今日の診療
診断

精巣腫瘍
Testicular Cancer
込山 元清
(国立がん研究センター中央病院・泌尿器・後腹膜腫瘍科外来医長(東京))

頻度

あまりみない(10万人に2.5人程度)

GL

精巣癌診療ガイドライン2024年版

診断のポイント

【1】胚細胞腫瘍は以前より高齢化してきており30~40歳台がピークで,40~50歳台が続く。50歳以上の症例は約18%を占めている。高齢男性の腫大は悪性リンパ腫の発生が多い。

【2】通常,片側の精巣の無痛性の腫大や硬結を触れる。たまに女性化乳房などの所見をきたす場合もある。

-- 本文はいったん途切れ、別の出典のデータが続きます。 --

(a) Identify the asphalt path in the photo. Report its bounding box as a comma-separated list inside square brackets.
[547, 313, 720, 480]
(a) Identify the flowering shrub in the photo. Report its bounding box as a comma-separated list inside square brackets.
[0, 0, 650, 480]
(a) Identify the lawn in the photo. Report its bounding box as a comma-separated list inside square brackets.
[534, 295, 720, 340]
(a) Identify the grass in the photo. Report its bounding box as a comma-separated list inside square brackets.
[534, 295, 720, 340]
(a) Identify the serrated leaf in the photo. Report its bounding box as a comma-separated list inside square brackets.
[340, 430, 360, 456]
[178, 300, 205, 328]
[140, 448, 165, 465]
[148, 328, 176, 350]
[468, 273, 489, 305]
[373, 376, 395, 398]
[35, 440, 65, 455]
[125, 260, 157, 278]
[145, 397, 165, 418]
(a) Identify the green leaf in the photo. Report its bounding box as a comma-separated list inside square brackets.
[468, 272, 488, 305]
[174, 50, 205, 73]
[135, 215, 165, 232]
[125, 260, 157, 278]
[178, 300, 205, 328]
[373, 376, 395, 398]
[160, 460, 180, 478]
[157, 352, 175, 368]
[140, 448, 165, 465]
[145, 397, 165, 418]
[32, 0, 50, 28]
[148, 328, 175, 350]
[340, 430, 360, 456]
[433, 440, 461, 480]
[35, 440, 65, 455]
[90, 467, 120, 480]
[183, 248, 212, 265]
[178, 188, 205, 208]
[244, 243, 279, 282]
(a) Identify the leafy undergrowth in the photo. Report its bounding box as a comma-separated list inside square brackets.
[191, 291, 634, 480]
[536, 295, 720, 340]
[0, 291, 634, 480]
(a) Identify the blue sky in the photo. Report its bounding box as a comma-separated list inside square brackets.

【3】AFP・hCG・LDHといった血清腫瘍マーカーが上昇することが多い。

【4】超音波検査などで水腫による陰囊腫大ではない場合,早急に専門医に相談を要する。

症候の診かた

【1】片側の硬く腫大した精巣を触れた場合,その後は診断として触診は過剰にせず,早急に専門医に紹介する。

【2】透光性や超音波検査にて水腫病変との鑑別が必要,MRIやドプラ超音波検査で血流診断が有効。